Cuando alguien abandona la vida religiosa, tan estrictamente reglamentada, los ortodoxos dicen que “dejó la respuesta” o “entró en la pregunta”. Eso es exactamente lo que hizo Tamara: su novela está llena de interrogantes planteadas no con la actitud de quien pretende encontrar nuevas verdades, sino la de alguien que ha asumido que la vida es irremediablemente absurda y se deleita inventando explicaciones, incluidas las más descabelladas, las más terribles y las más poéticas. 

Hay una libertad y una desfachatez admirables en la escritura de esta autora. Entre sus prioridades estilísticas está la de mantenerse en la oralidad, en el lenguaje coloquial, en preservar las delicias de una charla entre amigas más que en dosificar las repeticiones o en ceñirse a los márgenes cada vez más difusos de los géneros literarios. Así, esta novela tiene también algo de cuento, de crónica, de diario, de autobiografía. 

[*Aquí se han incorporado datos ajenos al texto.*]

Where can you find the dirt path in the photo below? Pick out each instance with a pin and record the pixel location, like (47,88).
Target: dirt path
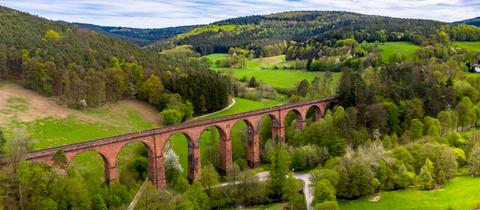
(26,106)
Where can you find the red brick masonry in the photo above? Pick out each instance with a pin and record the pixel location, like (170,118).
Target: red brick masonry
(155,139)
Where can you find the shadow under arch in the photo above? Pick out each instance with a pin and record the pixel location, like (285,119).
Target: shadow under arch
(87,164)
(132,154)
(183,147)
(269,134)
(212,139)
(245,144)
(314,113)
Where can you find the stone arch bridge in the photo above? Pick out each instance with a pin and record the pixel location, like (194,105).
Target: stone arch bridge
(155,140)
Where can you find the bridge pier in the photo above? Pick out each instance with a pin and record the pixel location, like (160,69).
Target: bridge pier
(155,139)
(253,154)
(278,134)
(159,173)
(301,124)
(111,173)
(194,165)
(225,155)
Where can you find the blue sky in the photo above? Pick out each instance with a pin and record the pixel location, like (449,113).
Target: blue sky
(163,13)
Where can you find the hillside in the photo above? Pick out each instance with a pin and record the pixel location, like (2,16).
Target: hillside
(52,124)
(137,35)
(473,21)
(262,32)
(85,68)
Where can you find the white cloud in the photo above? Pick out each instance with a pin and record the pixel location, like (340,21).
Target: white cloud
(162,13)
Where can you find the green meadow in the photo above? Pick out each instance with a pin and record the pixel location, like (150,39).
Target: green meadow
(179,141)
(472,46)
(263,70)
(406,49)
(110,120)
(459,193)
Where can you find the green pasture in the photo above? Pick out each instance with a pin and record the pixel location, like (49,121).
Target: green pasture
(407,49)
(459,193)
(472,46)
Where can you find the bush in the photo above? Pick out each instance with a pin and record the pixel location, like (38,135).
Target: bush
(323,191)
(308,157)
(327,205)
(443,158)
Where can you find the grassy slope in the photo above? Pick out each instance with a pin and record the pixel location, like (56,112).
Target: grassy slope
(402,48)
(90,124)
(275,78)
(179,141)
(459,193)
(215,57)
(473,46)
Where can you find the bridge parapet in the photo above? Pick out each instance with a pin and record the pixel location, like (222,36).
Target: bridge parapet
(155,139)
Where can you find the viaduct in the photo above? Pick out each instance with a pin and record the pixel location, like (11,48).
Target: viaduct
(155,140)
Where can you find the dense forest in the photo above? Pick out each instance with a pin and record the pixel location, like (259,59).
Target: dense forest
(473,21)
(398,123)
(264,34)
(88,69)
(138,36)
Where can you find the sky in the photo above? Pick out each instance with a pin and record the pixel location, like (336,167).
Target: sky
(165,13)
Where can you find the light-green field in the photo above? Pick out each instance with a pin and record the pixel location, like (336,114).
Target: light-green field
(262,70)
(179,141)
(402,48)
(459,193)
(51,129)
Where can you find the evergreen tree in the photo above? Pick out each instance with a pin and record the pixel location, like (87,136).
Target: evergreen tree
(424,179)
(253,82)
(291,194)
(209,177)
(279,169)
(323,191)
(197,197)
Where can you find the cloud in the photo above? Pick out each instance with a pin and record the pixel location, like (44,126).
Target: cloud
(163,13)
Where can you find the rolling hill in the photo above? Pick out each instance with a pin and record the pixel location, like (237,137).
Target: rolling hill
(473,21)
(260,32)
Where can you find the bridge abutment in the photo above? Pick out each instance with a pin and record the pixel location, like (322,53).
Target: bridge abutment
(155,140)
(253,154)
(225,156)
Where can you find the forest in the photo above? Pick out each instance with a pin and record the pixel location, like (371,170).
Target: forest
(138,36)
(88,69)
(262,34)
(399,122)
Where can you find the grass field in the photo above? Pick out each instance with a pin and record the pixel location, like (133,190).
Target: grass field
(459,193)
(262,70)
(59,125)
(472,46)
(215,57)
(179,141)
(402,48)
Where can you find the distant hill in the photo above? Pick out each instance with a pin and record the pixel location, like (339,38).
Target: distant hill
(137,35)
(473,21)
(259,31)
(88,68)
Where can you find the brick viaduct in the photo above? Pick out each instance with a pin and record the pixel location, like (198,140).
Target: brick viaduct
(156,139)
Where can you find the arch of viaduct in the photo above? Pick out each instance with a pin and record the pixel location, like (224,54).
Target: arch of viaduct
(156,139)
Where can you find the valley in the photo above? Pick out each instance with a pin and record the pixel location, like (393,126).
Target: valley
(379,112)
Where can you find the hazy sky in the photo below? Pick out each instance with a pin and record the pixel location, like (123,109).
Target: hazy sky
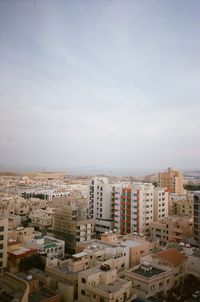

Todas nuestras maldiciones se cumplieron se lee con una sonrisa constante y a veces con carcajadas, pero no es un libro frívolo. Al contrario, hay mucha sabiduría en estas páginas, el tipo de sabiduría que se adquiere tras los eventos trágicos de la existencia. Se trata de uno de esos libros que nos atrapan por su prosa amena y por su aparente ligereza pero que, sin que nos demos cuenta, nos va sembrando en la cabeza una serie de minas explosivas que a veces la alcanzan a ella misma: “No es gracioso ser así de cínica y que nada te interpele, y la familiaridad no es excusa, y no hay nada pintoresco, y no hay nada rescatable y no hay ninguna ternura, ningún judaísmo folklórico para venderle a los goim en forma de cuento costumbrista.”